Reactions: Agree 1 | Thanks 1


----------



## Stosta (11/5/16)

Feliks Karp said:


> Hi, apologies if these are stupid questions or I didn't use the search function properly to find an answer.
> 
> I'm really enjoying my Kanger topbox mini,I tried all the included coils and I'm down to the last one now, I'm pretty interested in using the RBA, I'm just a little confused over battery safety.
> 
> ...


This is the exact same confusion I had when I started RBA! Don't worry about the voltage, the 4.2 peak refers to the lifespan as opposed to anything else. The 4.2 refers to the amount of "battery life" you have available, so as you use it, it will start to decrease, and then when you recharge it will go back to 4.2. The exploding part you need to worry about would be amp drain, and if you're build at 0.5ohms you will be fine to go up to 60W with that battery.

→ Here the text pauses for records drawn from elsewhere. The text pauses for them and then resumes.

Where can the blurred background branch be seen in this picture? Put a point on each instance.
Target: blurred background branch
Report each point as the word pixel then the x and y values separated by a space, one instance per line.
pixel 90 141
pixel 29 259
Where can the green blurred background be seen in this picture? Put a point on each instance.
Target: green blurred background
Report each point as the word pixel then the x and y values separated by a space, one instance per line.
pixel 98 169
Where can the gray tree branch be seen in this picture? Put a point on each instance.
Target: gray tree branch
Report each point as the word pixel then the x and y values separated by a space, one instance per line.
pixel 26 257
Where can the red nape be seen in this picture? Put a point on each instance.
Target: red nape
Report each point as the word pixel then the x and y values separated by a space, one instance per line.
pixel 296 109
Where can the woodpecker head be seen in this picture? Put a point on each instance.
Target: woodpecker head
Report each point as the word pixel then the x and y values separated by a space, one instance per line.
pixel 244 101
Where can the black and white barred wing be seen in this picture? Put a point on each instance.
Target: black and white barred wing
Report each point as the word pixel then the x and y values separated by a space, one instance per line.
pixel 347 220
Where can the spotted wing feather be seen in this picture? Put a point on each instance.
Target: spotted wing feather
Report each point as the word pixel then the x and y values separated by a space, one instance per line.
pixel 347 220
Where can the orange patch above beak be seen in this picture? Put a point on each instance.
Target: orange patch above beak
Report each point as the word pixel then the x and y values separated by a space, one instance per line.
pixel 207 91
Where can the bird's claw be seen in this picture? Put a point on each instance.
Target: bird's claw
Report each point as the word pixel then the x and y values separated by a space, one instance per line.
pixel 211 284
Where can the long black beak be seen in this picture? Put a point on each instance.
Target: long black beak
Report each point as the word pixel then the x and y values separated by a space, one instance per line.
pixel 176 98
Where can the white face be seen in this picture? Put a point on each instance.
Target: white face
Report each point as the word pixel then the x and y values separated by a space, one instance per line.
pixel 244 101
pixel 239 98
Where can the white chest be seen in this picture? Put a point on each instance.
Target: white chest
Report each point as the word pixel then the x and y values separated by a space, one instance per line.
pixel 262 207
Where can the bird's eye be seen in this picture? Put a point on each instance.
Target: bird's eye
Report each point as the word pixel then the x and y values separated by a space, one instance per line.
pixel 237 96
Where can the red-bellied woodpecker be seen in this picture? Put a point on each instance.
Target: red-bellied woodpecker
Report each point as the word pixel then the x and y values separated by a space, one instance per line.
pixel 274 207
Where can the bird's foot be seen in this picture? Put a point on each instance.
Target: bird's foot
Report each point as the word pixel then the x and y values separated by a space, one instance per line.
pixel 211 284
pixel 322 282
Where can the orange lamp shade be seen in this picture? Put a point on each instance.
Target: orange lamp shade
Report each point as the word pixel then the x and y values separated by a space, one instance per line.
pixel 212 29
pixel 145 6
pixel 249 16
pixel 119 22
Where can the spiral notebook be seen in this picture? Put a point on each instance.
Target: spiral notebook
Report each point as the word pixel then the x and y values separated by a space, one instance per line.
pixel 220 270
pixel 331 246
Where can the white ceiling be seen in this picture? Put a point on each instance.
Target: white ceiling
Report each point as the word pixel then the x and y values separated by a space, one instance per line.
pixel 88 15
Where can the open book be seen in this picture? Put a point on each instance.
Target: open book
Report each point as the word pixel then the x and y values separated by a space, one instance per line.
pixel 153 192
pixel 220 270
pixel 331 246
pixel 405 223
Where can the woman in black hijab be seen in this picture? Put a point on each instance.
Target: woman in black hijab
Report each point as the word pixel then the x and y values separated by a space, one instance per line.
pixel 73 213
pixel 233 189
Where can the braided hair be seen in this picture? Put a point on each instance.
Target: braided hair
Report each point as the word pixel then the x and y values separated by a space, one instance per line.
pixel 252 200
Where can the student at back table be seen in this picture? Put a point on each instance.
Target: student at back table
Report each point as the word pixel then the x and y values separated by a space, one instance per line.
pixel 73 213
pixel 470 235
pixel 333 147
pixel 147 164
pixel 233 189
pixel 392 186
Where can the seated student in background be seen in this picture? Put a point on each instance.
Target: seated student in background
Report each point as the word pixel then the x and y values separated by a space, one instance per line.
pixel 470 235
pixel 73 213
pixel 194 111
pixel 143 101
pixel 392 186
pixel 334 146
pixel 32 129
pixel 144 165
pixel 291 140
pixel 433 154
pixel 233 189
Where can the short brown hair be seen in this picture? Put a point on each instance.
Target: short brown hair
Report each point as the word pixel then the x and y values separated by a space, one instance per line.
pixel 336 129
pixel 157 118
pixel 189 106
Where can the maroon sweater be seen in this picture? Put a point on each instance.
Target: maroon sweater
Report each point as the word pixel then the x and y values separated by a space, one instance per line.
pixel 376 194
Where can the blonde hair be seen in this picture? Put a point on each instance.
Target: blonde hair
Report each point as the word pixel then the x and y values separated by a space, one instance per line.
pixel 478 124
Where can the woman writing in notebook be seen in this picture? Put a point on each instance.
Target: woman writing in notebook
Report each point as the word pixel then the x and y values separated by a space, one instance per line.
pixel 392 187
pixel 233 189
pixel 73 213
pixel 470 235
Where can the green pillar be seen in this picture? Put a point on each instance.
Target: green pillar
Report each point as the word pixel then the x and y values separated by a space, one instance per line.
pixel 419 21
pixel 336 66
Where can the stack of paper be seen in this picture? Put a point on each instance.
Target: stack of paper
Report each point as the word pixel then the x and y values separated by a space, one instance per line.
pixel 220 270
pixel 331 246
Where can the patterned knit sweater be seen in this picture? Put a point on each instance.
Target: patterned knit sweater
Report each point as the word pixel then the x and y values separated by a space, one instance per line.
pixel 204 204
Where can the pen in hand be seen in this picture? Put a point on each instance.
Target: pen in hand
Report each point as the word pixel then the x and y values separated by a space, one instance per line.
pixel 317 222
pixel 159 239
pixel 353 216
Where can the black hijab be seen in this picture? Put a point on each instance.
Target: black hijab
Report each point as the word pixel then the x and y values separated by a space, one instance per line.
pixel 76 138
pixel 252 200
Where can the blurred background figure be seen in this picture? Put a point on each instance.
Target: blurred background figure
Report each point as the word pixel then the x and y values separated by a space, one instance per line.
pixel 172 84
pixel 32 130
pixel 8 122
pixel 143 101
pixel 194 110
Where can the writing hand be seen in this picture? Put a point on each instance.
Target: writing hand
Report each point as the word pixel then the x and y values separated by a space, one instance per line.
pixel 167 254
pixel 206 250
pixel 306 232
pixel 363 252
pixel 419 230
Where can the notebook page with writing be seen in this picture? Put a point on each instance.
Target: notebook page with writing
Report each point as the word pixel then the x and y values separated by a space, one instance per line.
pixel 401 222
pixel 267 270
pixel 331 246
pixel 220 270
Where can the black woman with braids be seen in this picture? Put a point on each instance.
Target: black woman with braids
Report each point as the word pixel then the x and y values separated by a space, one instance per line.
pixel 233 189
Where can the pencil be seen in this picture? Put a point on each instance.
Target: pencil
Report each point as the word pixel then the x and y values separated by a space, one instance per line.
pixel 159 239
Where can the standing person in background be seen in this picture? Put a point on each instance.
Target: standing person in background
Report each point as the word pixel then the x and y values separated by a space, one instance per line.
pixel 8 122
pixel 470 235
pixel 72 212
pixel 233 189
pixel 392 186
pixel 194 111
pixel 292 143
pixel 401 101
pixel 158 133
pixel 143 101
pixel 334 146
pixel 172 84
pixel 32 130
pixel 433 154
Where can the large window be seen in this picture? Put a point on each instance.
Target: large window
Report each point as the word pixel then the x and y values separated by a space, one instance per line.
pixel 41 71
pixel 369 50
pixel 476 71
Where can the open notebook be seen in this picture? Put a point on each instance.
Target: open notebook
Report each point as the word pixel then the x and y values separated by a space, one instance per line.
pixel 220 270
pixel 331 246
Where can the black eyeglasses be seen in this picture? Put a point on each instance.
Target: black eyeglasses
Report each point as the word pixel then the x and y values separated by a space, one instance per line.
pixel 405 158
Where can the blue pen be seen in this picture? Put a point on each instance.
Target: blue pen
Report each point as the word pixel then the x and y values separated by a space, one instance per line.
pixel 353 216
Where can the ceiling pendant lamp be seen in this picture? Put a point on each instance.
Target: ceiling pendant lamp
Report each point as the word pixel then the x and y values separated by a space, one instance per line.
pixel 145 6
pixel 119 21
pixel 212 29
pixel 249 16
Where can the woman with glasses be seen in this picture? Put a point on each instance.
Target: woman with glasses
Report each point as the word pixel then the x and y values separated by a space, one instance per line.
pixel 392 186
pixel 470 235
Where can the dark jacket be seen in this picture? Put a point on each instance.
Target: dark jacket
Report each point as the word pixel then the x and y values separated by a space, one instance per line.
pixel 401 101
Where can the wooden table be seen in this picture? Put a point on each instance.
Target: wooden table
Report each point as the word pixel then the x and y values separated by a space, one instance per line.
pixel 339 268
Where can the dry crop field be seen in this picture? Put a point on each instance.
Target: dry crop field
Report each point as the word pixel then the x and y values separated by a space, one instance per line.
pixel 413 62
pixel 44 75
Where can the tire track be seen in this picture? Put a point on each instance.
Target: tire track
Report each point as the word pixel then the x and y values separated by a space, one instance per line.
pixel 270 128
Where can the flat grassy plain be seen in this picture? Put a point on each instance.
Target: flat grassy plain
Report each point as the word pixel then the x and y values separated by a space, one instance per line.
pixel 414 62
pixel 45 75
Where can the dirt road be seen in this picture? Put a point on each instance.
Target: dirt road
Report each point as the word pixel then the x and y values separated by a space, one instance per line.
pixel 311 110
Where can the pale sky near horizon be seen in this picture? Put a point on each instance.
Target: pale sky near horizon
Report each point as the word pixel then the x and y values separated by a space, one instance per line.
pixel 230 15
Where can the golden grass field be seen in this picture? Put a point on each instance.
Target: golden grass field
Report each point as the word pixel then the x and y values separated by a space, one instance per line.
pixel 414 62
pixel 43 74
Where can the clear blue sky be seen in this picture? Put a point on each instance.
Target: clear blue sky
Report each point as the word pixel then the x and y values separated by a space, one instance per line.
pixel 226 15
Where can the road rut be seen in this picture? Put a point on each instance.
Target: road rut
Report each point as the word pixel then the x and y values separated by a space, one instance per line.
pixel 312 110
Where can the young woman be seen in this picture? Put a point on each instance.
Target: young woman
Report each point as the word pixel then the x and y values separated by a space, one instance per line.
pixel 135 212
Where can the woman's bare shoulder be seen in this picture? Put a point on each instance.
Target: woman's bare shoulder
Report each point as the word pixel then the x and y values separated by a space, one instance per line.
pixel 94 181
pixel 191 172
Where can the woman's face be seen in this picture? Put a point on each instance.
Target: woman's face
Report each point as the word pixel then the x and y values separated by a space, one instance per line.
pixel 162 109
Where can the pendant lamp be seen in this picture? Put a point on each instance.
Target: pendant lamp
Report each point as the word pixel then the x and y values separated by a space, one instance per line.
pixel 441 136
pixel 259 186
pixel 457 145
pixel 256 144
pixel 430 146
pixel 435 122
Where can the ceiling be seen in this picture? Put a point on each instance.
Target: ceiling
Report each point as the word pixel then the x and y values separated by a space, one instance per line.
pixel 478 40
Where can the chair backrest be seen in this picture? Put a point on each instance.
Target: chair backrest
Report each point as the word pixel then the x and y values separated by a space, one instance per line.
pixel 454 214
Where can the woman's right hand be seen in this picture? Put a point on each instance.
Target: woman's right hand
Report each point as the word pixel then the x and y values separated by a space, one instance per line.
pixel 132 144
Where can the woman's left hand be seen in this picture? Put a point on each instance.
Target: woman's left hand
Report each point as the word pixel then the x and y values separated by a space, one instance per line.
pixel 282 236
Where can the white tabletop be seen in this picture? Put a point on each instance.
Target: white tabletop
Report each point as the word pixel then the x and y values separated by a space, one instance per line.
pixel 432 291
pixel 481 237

Reactions: Agree 1 | Thanks 1


----------



## Stosta (11/5/16)

To work it out for yourself, go to...

http://www.steam-engine.org/batt.asp?b=LG_18650HG2&mah=3000&c=6.666666666666667

Tick the regulated (APV) box on the left as your mod is regulated.

Set the Atomizer Resistance Value to 0.5 ohms (What you want to build it at).

Mode to "Power Regulation (VW)".

Choose your battery preset to the LG HG2.

Now you can adjust your wattage and find out what is safe. Just pay attention to the block titled "Amp Limit". As long as it stays above 20% (Your battery needs that as a safe "headroom", you will be hundreds!

Reactions: Thanks 1


----------



## Feliks Karp (11/5/16)

Thank you both for the replies, first post here and already feel like I'm in good hands.

Reactions: Like 3


----------



## Stosta (11/5/16)

Feliks Karp said:


> Thank you both for the replies, first post here and already feel like I'm in good hands.


No worries! We're all here to learn

Reactions: Like 1


----------



## Nightwalker (11/5/16)

Welcome. 
But pls, there's no stupid questions here

Reactions: Thanks 1


----------



## Nightwalker (11/5/16)

And I can't answer your questions as the vapers beat me to it

Reactions: Funny 2


----------



## Neal (11/5/16)

Welcome to the forum mate, never consider any questions you may have to be stupid in any way, ask away. I have learned a great deal from the helpful and excellent members since joining forum. Enjoy your journey.

Reactions: Agree 1 | Thanks 1


----------



## Feliks Karp (11/5/16)

Thanks guys, kicking a 30-a-day habit, so my brains probably just a bit scrambled, but think I'm going to enjoy it here.

Reactions: Like 2 | Can relate 1


----------



## SkollieG (11/5/16)

Feliks Karp said:


> Thanks guys, kicking a 30-a-day habit, so my brains probably just a bit scrambled, but think I'm going to enjoy it here.


Welcome...Any cravings you get, just grab that vape and vape the heck out of it! Also helps not having any stinkies around AT ALL...The first couple of weeks are a little difficult (i'm only 2 1/2 months in) but stay focused and you can do it EZPZ  Good luck!

Reactions: Like 2


----------



## Feliks Karp (11/5/16)

Greg Psaros said:


> Welcome...Any cravings you get, just grab that vape and vape the heck out of it! Also helps not having any stinkies around AT ALL...The first couple of weeks are a little difficult (i'm only 2 1/2 months in) but stay focused and you can do it EZPZ  Good luck!



Thanks man

Reactions: Like 1


----------